About the job
ABOUT MITHRL
At Mithrl, we envision a future where innovative medicines are delivered to patients in mere months instead of years, and where scientific advancements occur at the speed of thought.
We are pioneering the world's first commercially available AI Co-Scientist, a transformative discovery engine that rapidly converts complex biological data into actionable insights. Scientists can pose inquiries in natural language, and Mithrl provides comprehensive analyses, novel target suggestions, hypotheses, and patent-ready documentation.

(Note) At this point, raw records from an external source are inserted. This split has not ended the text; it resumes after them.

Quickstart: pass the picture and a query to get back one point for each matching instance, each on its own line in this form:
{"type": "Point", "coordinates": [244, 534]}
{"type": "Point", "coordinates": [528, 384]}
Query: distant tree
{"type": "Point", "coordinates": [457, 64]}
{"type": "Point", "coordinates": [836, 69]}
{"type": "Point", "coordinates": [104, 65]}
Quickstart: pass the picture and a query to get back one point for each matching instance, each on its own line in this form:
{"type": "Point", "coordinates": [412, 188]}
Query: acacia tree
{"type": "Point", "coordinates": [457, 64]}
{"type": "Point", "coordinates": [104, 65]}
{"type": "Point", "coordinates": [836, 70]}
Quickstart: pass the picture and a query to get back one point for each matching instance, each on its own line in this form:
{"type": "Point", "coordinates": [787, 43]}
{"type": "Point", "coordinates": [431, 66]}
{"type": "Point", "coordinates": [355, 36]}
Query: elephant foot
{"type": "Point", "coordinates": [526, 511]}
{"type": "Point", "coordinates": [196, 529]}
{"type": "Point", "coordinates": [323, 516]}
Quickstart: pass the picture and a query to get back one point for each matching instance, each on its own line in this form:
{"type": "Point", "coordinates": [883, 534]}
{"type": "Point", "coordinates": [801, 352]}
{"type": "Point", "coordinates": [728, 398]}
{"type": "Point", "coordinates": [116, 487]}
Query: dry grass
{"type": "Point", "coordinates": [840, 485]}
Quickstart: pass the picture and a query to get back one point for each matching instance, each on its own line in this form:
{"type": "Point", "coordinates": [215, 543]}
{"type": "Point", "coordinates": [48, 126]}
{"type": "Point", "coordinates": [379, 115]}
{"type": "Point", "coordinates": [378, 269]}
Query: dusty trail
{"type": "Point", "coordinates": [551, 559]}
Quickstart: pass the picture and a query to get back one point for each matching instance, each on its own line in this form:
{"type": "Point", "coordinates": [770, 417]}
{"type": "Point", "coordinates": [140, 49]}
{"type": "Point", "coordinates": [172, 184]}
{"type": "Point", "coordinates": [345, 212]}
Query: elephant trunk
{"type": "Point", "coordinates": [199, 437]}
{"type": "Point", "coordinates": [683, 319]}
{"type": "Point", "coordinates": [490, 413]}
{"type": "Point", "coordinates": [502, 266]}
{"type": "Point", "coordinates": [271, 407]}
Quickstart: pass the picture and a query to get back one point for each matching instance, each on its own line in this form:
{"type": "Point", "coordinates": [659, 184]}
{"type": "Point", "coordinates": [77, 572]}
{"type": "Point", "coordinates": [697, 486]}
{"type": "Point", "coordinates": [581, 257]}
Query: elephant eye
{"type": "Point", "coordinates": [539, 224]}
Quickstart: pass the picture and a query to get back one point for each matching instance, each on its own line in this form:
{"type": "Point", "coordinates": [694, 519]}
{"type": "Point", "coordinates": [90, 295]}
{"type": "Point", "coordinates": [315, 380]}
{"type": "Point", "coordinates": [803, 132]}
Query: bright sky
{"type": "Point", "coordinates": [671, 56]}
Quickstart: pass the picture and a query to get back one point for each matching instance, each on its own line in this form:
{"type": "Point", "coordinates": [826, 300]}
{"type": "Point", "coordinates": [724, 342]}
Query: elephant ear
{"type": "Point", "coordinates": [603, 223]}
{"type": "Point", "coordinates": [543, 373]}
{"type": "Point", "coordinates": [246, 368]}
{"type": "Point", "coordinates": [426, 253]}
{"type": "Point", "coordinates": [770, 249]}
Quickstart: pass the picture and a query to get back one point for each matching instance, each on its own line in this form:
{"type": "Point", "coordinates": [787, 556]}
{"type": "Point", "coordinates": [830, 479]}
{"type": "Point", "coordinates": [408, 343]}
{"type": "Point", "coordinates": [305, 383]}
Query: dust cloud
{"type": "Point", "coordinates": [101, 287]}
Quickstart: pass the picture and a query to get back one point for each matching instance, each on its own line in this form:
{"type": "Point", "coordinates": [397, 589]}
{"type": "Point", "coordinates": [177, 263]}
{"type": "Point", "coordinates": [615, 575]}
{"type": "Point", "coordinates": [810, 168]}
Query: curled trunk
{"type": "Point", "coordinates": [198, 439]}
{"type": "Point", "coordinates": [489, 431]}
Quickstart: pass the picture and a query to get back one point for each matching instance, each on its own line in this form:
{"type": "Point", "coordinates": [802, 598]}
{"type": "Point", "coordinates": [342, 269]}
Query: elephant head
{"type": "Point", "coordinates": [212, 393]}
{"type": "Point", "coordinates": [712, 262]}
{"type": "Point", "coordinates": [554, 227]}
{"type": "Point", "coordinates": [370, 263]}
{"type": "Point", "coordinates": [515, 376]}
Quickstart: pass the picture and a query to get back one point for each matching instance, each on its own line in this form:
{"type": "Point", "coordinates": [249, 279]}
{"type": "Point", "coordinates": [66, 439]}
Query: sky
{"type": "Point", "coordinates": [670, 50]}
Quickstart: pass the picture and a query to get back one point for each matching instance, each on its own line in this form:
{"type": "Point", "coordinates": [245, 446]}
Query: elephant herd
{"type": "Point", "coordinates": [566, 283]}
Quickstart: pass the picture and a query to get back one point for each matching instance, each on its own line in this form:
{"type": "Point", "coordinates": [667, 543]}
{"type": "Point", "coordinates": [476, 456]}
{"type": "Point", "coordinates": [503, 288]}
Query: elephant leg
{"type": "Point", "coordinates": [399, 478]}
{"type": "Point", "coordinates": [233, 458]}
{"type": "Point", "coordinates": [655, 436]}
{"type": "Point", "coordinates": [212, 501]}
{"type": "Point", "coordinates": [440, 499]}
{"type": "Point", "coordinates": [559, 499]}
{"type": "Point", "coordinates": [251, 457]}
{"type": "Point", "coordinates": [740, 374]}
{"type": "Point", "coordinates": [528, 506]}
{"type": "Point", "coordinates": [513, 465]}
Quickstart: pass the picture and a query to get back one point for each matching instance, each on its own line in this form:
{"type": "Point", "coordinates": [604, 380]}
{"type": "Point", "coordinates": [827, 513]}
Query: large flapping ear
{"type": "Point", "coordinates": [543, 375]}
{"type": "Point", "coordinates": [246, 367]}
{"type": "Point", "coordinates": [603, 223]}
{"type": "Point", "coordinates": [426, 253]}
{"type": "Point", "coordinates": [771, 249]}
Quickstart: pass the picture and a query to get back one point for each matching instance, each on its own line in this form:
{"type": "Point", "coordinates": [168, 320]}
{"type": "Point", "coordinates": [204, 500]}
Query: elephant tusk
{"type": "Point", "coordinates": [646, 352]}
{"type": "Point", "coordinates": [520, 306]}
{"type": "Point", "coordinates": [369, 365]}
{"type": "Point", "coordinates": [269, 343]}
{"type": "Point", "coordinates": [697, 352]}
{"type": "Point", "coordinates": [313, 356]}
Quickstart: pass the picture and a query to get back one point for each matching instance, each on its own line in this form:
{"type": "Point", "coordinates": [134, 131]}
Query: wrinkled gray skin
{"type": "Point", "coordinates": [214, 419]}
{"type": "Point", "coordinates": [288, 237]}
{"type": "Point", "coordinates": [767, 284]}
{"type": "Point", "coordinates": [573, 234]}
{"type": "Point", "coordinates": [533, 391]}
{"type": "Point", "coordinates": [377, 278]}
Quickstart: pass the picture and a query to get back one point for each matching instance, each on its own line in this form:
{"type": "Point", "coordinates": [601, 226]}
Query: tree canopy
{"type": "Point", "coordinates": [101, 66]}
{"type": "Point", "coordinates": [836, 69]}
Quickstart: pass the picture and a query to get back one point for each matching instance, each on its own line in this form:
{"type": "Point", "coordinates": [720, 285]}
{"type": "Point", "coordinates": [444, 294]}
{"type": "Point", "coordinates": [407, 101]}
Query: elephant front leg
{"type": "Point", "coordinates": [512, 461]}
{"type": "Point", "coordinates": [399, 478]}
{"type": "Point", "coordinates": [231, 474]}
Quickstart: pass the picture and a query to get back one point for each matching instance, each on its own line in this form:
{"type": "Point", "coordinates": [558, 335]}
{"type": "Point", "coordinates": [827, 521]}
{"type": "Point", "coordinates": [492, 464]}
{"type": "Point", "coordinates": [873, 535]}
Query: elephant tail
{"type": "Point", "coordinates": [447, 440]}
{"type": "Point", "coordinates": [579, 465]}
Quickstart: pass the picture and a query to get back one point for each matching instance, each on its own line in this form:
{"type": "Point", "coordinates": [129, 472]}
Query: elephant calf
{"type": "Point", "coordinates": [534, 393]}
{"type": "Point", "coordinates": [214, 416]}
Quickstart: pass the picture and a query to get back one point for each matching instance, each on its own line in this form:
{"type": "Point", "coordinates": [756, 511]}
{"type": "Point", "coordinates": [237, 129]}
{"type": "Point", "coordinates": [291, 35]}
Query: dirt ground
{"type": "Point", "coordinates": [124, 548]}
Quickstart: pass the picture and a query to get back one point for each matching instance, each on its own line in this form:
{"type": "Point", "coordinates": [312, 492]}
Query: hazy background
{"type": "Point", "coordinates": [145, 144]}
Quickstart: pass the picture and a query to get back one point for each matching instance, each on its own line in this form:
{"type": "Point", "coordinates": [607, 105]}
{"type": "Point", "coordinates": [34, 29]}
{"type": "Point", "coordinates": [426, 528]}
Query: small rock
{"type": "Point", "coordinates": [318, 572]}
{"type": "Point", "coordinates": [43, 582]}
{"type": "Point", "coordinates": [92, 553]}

Our impressive growth reflects our success:
Achieved 12X year-over-year revenue growth
Trusted by leading biotech companies and major pharmaceutical firms across three continents
Facilitating significant breakthroughs from target discovery to patient outcomes.
ROLE OVERVIEW
We are searching for a QA Engineer specializing in Scientific Software to develop the testing, validation, and monitoring infrastructure that ensures the accuracy and reliability of the Mithrl AI Co-Scientist. This position necessitates a PhD-level scientist or computational biologist who comprehends the intricacies of the drug development lifecycle and possesses practical experience with omics data. A solid scientific foundation is crucial for assessing the biological relevance of Mithrl's outputs.
In this role, you will implement automated testing for analysis workflows, data ingestion pipelines, and discovery applications. You will establish CI systems for early regression detection, set up monitoring and alerting for system performance, and ensure every module in Mithrl generates scientifically valid and reproducible outputs. This position is a vital link between scientific knowledge and software quality engineering, essential for maintaining trust in Mithrl's analytical capabilities.

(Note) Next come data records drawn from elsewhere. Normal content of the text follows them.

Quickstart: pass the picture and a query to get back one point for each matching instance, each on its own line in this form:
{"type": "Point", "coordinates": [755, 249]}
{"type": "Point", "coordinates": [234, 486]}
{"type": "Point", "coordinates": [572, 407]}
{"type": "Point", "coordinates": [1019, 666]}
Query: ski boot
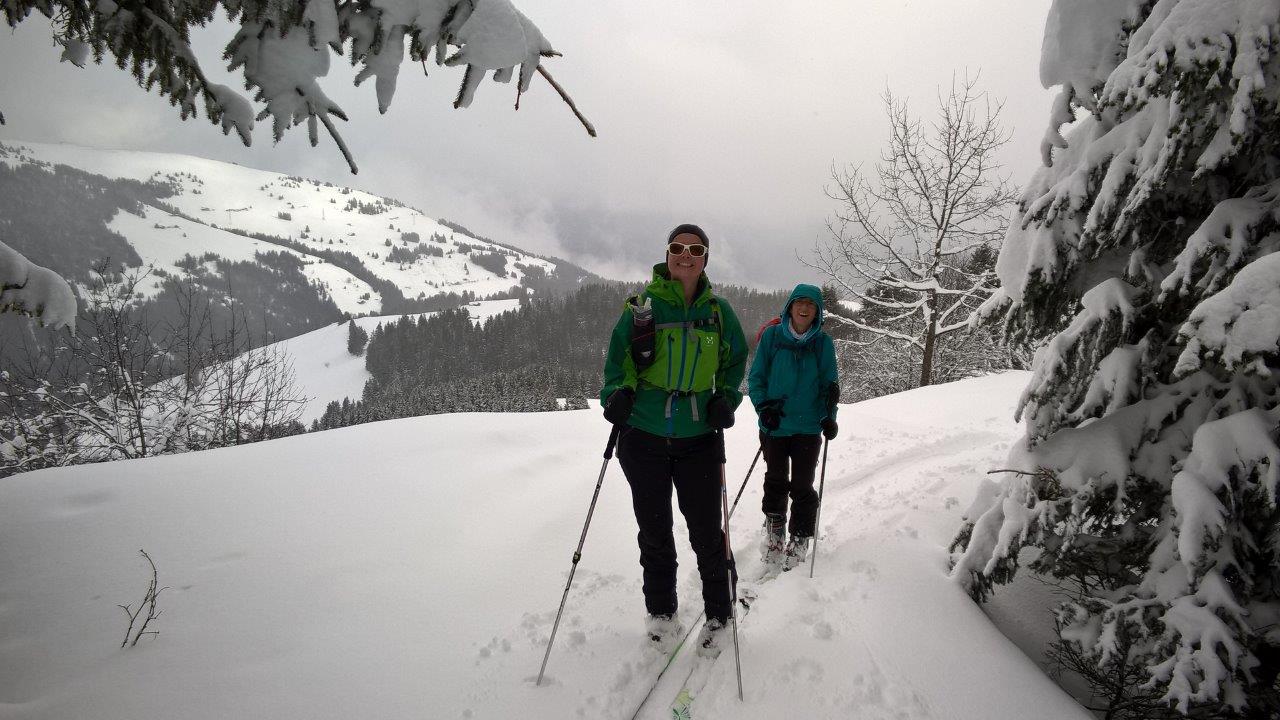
{"type": "Point", "coordinates": [795, 554]}
{"type": "Point", "coordinates": [773, 546]}
{"type": "Point", "coordinates": [663, 629]}
{"type": "Point", "coordinates": [712, 637]}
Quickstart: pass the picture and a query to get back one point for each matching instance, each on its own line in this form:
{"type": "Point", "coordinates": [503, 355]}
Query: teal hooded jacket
{"type": "Point", "coordinates": [796, 370]}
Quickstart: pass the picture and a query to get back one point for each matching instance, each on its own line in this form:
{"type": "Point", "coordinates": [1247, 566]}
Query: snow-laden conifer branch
{"type": "Point", "coordinates": [1143, 256]}
{"type": "Point", "coordinates": [283, 49]}
{"type": "Point", "coordinates": [31, 290]}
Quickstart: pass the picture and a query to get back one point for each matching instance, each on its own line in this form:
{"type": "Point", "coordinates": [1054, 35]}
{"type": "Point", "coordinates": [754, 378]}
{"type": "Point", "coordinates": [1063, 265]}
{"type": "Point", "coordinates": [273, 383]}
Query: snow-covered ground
{"type": "Point", "coordinates": [412, 569]}
{"type": "Point", "coordinates": [223, 196]}
{"type": "Point", "coordinates": [324, 370]}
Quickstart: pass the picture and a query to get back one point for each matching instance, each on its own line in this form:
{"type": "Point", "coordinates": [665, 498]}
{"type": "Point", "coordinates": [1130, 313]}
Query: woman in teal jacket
{"type": "Point", "coordinates": [794, 384]}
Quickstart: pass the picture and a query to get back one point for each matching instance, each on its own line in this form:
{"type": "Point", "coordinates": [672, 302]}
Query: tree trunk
{"type": "Point", "coordinates": [929, 341]}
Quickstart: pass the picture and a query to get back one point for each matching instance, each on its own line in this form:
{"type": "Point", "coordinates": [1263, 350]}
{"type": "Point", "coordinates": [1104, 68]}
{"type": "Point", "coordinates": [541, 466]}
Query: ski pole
{"type": "Point", "coordinates": [577, 554]}
{"type": "Point", "coordinates": [818, 516]}
{"type": "Point", "coordinates": [749, 470]}
{"type": "Point", "coordinates": [728, 569]}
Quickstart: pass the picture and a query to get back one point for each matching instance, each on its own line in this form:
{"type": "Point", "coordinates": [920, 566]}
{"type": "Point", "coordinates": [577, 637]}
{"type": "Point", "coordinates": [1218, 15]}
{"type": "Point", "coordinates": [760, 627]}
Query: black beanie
{"type": "Point", "coordinates": [690, 228]}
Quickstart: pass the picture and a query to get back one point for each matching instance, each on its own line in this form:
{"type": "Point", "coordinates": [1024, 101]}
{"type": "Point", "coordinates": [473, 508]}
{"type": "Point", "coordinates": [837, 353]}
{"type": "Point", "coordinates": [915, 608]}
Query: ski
{"type": "Point", "coordinates": [671, 661]}
{"type": "Point", "coordinates": [681, 707]}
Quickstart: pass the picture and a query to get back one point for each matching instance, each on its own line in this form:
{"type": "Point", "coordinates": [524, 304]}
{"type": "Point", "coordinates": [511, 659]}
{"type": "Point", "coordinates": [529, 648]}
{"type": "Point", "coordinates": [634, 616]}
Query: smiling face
{"type": "Point", "coordinates": [684, 267]}
{"type": "Point", "coordinates": [803, 313]}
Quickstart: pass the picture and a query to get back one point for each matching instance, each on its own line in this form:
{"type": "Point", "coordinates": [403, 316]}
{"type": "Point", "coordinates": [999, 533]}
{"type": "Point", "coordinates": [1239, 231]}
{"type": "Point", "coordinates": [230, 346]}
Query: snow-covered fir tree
{"type": "Point", "coordinates": [31, 290]}
{"type": "Point", "coordinates": [356, 338]}
{"type": "Point", "coordinates": [283, 49]}
{"type": "Point", "coordinates": [1144, 250]}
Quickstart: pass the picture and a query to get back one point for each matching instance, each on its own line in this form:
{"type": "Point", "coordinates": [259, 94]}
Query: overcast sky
{"type": "Point", "coordinates": [728, 114]}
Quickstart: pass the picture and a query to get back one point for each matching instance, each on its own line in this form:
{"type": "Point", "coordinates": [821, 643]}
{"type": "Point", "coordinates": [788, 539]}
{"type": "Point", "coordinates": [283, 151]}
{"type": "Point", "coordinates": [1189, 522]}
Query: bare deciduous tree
{"type": "Point", "coordinates": [124, 387]}
{"type": "Point", "coordinates": [904, 245]}
{"type": "Point", "coordinates": [149, 604]}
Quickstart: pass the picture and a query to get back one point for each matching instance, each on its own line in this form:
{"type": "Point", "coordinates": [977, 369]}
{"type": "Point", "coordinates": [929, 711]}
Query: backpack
{"type": "Point", "coordinates": [644, 331]}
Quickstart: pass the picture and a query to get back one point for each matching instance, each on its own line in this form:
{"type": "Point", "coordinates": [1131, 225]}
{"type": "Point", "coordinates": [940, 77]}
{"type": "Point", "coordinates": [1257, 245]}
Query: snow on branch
{"type": "Point", "coordinates": [283, 49]}
{"type": "Point", "coordinates": [31, 290]}
{"type": "Point", "coordinates": [1239, 326]}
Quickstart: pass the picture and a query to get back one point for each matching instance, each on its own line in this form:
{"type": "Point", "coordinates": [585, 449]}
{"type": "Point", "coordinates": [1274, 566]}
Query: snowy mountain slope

If you are a scientist passionate about product reliability, reproducibility, and the validation of machine learning-powered scientific tools, this role offers a uniquely impactful opportunity.
KEY RESPONSIBILITIES
Develop automated testing frameworks for data ingestion, analysis modules, discovery applications, and new product features.
Create scientific validation frameworks to ensure correctness and reproducibility of machine learning-driven biological analyses.
Implement continuous integration workflows that conduct end-to-end tests with every commit, identifying scientific and computational regressions.
Establish monitoring and alerting systems to track health, performance, and reliability metrics.